WASHINGTON — The Senate on Tuesday confirmed one of President Bush's first judicial nominees, elevating to the federal appellate bench an Ohio lawyer whom conservatives consider a legal star but whom many disability-rights advocates vehemently oppose.
The 52-41 vote confirming Jeffrey S. Sutton as a judge on the U.S. 6th Circuit Court of Appeals gave Bush a significant victory in his push to remake the lower courts.
Sutton, 42, is a former clerk to U.S. Supreme Court Justice Antonin Scalia -- known for his strong conservative views -- and a leading advocate for states' rights in a number of high-profile cases testing the limits of federal power. He became the 20th judicial nominee confirmed this year under the new Republican Senate majority.
A combination of factors propelled Sutton through the Senate, after a wait of nearly two years, while approval of some of Bush's other judicial nominees -- most recently Washington lawyer Miguel Estrada -- has been blocked. Advocates noted that Sutton has a distinguished record arguing before the U.S. Supreme Court, winning nine of 12 cases. They also called him forthright and even-handed.

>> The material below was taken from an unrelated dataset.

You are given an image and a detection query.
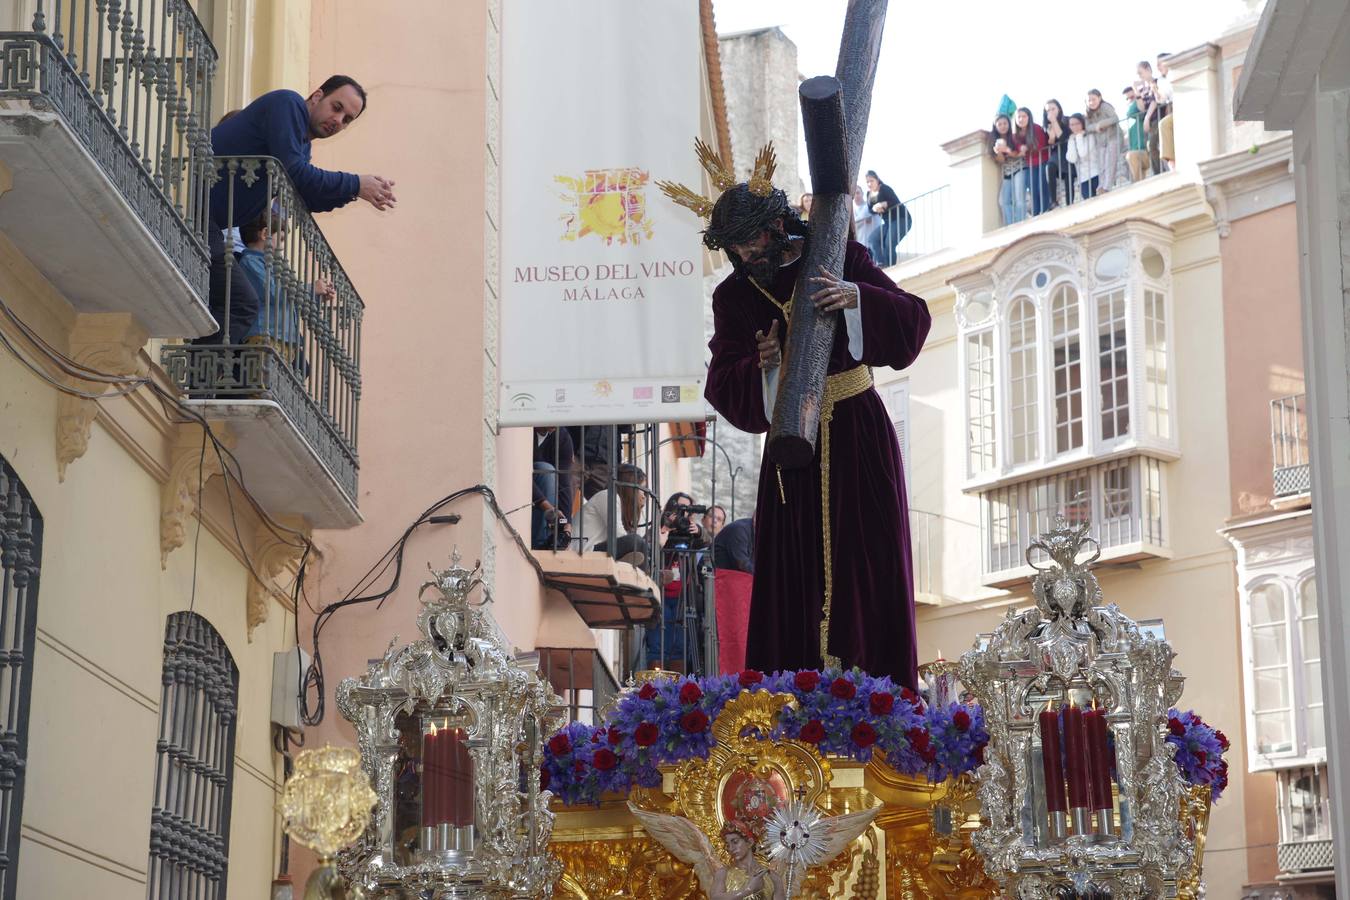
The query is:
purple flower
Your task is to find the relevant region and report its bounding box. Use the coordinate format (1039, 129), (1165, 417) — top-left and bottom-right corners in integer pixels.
(1166, 708), (1229, 802)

Sen. Dianne Feinstein of California was one of just two Democrats to back Sutton. The other was Sen. Ben Nelson of Nebraska.
"I sincerely believe he is bright, well-qualified, knows the law," Feinstein said after the vote. "I don't think this man is going to be a biased judge."
Such praise enabled Sutton to sidestep the political difficulties that have thwarted Estrada's nomination to the U.S. Circuit Court of Appeals for the District of Columbia. Using parliamentary tactics, Senate Democrats have so far stalled a floor vote on Estrada.
The Democrats are also threatening a similar filibuster against the nomination of Texas Supreme Court Justice Priscilla R. Owen to the U.S. 5th Circuit Court of Appeals, which is based in New Orleans.
Democrats have complained that Estrada, Owen and many of Bush's other judicial nominees are part of an effort to pack the courts with conservative ideologues. But they have acknowledged privately that they can only sustain a filibuster a limited number of times.
Bush commended the Senate for approving Sutton, whom he called "a man of great integrity, intellect and experience."
But he scolded Democrats for filibustering other nominees, saying, "The delays in the Senate confirmation process deter good people from seeking to serve on the bench and create a vacancy crisis in the federal courts that harms the American people."
Liberal opponents of Sutton rued that his nomination wasn't blocked. "As far as I'm concerned, he should have been filibustered," said Ralph G. Neas, president of the People for the American Way.
Before the vote, more than 100 disability-rights advocates crowded into a room just off the Senate chamber to vent their opposition to Sutton, provoked by his record of arguing to limit the scope of the Americans with Disabilities Act. In one recent Supreme Court case, he argued for -- and won -- protections for states against claims from employees with disabilities.
He also persuaded the high court to side with states against state employees claiming to be victims of age bias.
Linsay Darnall Jr., a student at Gallaudet University in Washington, who is deaf, called Sutton "a threat to our rights."
Sen. Tom Harkin (D-Iowa), who led the opposition to the nomination, declared: "A vote for Jeffrey Sutton is a vote to undo the Americans with Disabilities Act."
Republicans took offense at such attacks. "I feel every bit as deeply about persons with disabilities," said Senate Judiciary Chairman Orrin G. Hatch (R-Utah). "I get a little tired of this holier-than-thou attitude."
Sen. Barbara Boxer (D-Calif.) and independent Sen. James M. Jeffords of Vermont joined 39 Democrats in opposition. No Republicans voted against Sutton. Six Democrats and one Republican missed the vote.
The court Sutton is joining, based in Cincinnati, reviews appeals from federal district courts in Kentucky, Michigan, Ohio and Tennessee.
Sutton is the sixth of 11 initial nominees Bush announced for the appellate bench on May 9, 2001, to win confirmation.